The Gospel of freedom makes a critical intervention in the historiographical literature of the Underground Railroad while also contributing to the field of African American religious history by attempting to historicise the origins of Black Evangelical religiosity and its role in Black communities. Turley's analysis of the centrality of religion could have been bolstered by having a section at the beginning of her text that clearly defines terms and concepts such as Black Evangelical and Afro-Protestantism. In the broader field of African American religious history, it is hard to distinguish between Afro-Protestantism and Black Evangelicalism, especially during the Great Awakenings. Given that so many Black folks endorsed Christianity during this period, there is a temptation to refer to all Black Christians as Afro-Protestants because it is an umbrella term that describes the particular ways in which Black Christians adapted and appropriated Western Christianity to fit their needs and experiences in America.
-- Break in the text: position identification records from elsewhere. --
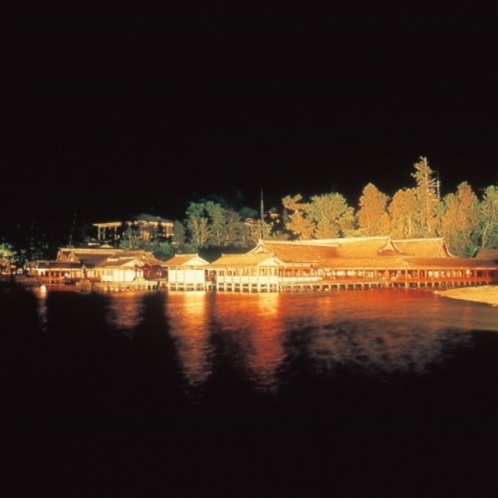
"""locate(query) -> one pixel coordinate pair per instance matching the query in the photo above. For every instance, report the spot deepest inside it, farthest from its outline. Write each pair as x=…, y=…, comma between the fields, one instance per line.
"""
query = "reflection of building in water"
x=124, y=310
x=266, y=330
x=41, y=294
x=187, y=312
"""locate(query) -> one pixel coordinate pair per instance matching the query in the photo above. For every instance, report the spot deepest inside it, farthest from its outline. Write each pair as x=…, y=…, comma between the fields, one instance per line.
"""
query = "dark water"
x=353, y=393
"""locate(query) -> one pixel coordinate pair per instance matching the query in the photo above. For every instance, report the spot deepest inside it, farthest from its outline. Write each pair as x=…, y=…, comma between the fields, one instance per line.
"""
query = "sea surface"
x=368, y=393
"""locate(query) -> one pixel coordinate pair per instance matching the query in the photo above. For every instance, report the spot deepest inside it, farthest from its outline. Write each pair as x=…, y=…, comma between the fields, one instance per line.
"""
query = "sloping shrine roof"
x=186, y=260
x=248, y=259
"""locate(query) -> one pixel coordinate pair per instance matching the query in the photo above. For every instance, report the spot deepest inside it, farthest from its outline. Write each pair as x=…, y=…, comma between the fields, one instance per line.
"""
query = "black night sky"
x=121, y=108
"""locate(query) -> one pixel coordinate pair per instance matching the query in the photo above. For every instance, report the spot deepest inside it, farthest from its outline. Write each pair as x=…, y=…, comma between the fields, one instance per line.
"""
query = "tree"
x=372, y=215
x=330, y=215
x=488, y=218
x=8, y=258
x=197, y=225
x=403, y=210
x=296, y=221
x=459, y=221
x=427, y=195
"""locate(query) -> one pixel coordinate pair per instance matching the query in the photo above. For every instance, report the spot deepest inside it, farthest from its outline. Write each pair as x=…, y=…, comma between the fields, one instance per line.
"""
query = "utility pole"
x=261, y=208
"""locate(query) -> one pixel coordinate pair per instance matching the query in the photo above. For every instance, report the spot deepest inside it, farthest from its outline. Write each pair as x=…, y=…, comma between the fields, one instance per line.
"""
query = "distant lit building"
x=144, y=227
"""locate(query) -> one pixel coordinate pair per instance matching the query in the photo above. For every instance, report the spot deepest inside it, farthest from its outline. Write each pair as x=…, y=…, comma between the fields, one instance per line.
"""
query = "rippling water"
x=271, y=395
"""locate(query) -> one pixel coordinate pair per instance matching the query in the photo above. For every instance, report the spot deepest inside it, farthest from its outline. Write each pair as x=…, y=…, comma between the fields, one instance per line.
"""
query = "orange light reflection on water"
x=187, y=313
x=124, y=310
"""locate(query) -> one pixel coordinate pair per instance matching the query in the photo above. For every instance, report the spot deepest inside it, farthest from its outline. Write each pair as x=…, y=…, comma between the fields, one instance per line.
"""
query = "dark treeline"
x=216, y=223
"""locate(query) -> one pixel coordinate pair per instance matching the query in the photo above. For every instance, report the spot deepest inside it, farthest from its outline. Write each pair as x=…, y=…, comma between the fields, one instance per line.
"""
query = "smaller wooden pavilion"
x=186, y=272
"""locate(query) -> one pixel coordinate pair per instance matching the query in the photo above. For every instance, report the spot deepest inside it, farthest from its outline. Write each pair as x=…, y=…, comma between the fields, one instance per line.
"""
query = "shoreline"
x=486, y=294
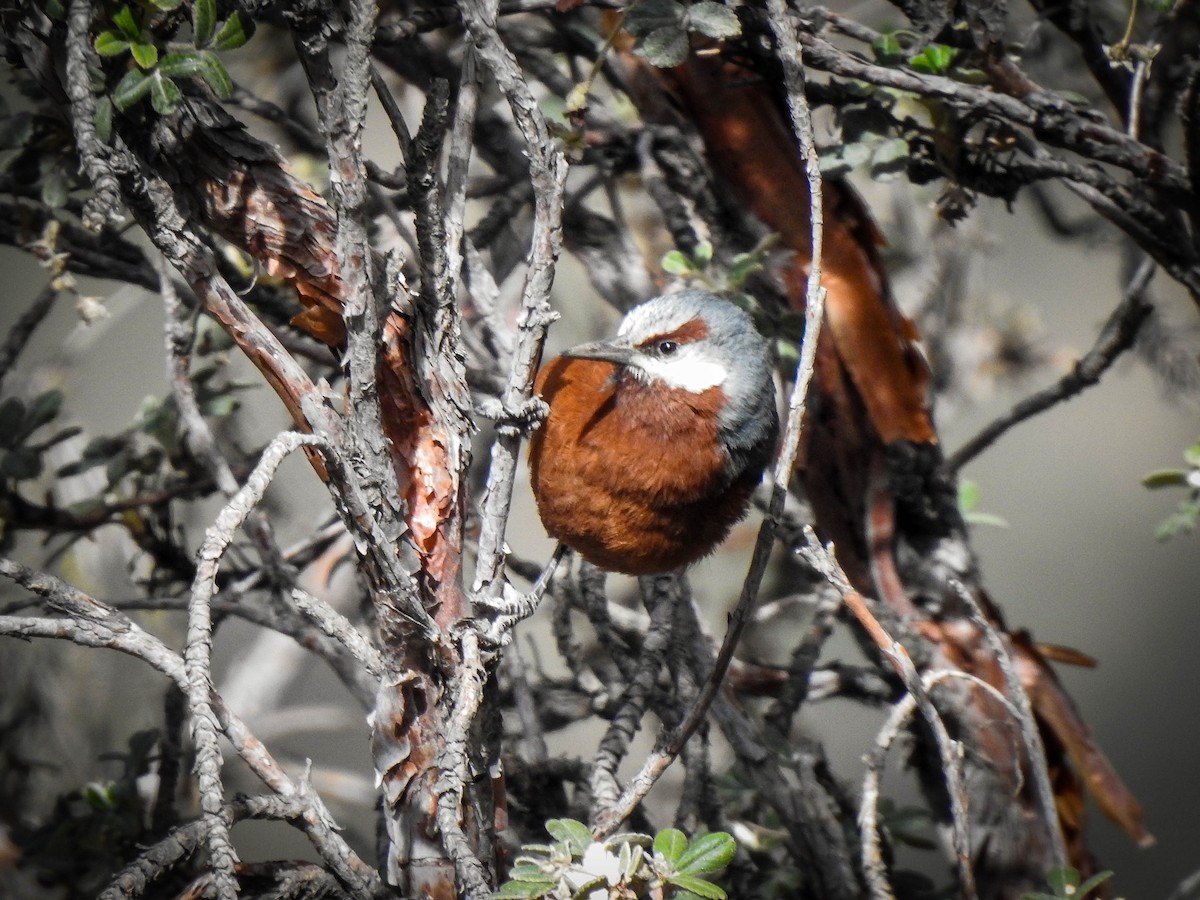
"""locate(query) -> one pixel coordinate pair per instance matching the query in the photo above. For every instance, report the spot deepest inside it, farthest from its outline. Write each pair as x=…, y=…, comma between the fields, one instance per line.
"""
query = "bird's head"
x=694, y=341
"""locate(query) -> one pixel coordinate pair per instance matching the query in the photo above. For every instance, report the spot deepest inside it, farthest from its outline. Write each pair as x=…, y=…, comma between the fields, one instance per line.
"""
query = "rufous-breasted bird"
x=655, y=438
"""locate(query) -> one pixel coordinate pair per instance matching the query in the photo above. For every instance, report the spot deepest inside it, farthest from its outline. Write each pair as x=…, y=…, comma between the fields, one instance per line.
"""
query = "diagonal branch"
x=1117, y=336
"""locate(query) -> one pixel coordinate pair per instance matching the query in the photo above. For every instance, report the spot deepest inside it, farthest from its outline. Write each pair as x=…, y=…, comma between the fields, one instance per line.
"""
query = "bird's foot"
x=513, y=607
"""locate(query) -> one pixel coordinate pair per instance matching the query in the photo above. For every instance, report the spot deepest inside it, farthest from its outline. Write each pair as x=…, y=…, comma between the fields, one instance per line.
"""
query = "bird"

However, Black Evangelicalism strikes me as a more narrow term that describes the particular doctrinal beliefs that some Black Christians endorsed and then appropriated in one of the most critical periods in American history, the Great Awakenings. Turley blurs the line between these two categories and makes them synonymous. All Black Christians during the eighteenth and nineteenth centuries were not Black Evangelicals, but Black Christians had different doctrinal leanings, such as Anglicanism, another denominational movement in early America. A question that I found myself asking throughout Turley's text is, what does she mean by Black Evangelical and Black Protestant, and how are these categories informing the religious and social practices of the Black folks she is studying? The Gospel of freedom provides an essential opportunity for other scholars to read Turley's historical analysis and expand on it in clearly defining and illuminating the differences between Black Evangelicalism and Afro-Protestantism.